I mean, have you noticed that in 2013, there really aren't that many American cars with V8 engines anymore? The V8 didn't become irrelevant, it just graduated into an upmarket, performance-oriented role for people willing to take the fuel economy hit to get big power on cars like the Camaro SS, the Mustang GT, the Cadillac CTS-V, and the Corvette. Of course, the V8 continues to soldier on in trucks and large SUVs, but they've become fairly rare in cars.
So how does a huge sedan with a 5.7-liter Hemi V8 named after a famous muscle car stay relevant in this world of shrinking cars and shrinking engines? By growing up while still playing to its strengths, that's how.
(Full disclosure: Chrysler was kind enough to lend me a 2013 Dodge Charger R/T Daytona for the second leg of my trip through Texas. I swear I did not use it to impersonate any police officers, though I was tempted to.)
It turns out that the Charger is now kind of like that guy who was a raucous, hard-drinkin', bar-fightin' sumbitch in his high school years who now has a family, a good job in the tech industry, and a house in the suburbs. (We'll ignore his experimental phase in college.) Oh, he can still start shit the way he used to, just not as much, and in a far more civilized way.
Maybe even too civilized. We'll get back to that in a bit.

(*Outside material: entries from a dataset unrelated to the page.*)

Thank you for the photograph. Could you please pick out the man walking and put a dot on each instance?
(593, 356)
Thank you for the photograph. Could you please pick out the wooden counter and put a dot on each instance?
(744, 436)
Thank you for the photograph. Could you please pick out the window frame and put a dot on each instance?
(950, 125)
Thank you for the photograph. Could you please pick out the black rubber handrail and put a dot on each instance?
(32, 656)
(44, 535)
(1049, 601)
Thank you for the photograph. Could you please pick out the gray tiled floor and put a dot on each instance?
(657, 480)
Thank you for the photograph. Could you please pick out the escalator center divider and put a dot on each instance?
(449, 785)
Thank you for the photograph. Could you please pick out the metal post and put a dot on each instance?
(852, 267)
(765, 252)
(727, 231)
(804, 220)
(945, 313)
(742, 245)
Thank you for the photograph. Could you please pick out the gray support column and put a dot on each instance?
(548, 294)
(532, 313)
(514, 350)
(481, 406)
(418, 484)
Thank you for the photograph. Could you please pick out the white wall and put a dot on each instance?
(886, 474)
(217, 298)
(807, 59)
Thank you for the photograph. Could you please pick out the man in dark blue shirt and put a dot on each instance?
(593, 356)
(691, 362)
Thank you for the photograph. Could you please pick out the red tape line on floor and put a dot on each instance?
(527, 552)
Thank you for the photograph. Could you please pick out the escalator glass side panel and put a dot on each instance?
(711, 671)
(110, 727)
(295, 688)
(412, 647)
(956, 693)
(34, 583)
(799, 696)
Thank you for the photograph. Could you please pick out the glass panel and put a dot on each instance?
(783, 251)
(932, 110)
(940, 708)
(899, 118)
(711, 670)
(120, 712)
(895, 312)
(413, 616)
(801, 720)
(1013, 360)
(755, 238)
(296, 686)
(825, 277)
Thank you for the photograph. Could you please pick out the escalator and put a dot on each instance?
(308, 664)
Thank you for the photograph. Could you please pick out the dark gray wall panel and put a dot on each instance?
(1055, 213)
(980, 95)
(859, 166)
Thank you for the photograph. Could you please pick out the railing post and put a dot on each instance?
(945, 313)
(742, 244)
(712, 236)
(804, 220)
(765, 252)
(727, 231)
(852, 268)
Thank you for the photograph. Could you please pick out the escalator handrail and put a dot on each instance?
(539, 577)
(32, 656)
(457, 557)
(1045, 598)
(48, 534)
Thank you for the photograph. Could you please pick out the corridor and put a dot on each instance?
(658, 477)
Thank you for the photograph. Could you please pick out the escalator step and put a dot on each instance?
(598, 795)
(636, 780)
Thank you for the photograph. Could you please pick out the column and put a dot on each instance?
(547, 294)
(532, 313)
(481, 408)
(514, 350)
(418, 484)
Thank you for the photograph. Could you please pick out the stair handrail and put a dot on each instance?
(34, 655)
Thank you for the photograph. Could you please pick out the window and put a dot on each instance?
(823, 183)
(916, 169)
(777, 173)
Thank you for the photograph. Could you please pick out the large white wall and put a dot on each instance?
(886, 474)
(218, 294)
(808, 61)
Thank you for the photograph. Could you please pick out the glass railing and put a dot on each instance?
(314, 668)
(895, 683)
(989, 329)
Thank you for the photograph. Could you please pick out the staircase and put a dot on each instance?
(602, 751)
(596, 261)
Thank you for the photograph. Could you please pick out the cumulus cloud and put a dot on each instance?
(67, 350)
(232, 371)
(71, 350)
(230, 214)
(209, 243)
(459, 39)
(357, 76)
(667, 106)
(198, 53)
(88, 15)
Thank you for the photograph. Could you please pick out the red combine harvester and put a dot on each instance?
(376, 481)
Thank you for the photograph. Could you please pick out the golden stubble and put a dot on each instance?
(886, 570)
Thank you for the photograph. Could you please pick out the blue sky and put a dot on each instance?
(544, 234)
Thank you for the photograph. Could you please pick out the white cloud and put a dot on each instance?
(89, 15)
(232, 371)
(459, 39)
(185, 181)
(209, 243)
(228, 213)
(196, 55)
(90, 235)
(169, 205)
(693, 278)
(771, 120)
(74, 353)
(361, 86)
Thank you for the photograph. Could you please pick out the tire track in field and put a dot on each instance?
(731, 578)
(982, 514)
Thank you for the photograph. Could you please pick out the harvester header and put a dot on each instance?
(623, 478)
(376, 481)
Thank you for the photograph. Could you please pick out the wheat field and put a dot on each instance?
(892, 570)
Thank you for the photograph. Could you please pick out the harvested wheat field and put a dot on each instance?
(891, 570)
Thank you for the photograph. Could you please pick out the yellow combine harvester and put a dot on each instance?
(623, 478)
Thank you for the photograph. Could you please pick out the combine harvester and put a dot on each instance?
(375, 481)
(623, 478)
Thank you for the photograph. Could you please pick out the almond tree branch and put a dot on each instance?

For week two of my Texas trip I had in my possession a 2013 Dodge Charger R/T Daytona, an ostentatious, bright blue, NASCAR-inspired, limited edition take on their big sedan. I took it on a 6-hour trip from San Antonio to Marfa — a tiny town in the high desert of West Texas filled with delicious restaurants, art galleries and assorted oddities like Prada Marfa, the Marfa Lights and that Playboy statue everyone hates — and then back to Austin, which took another 6.5 hours.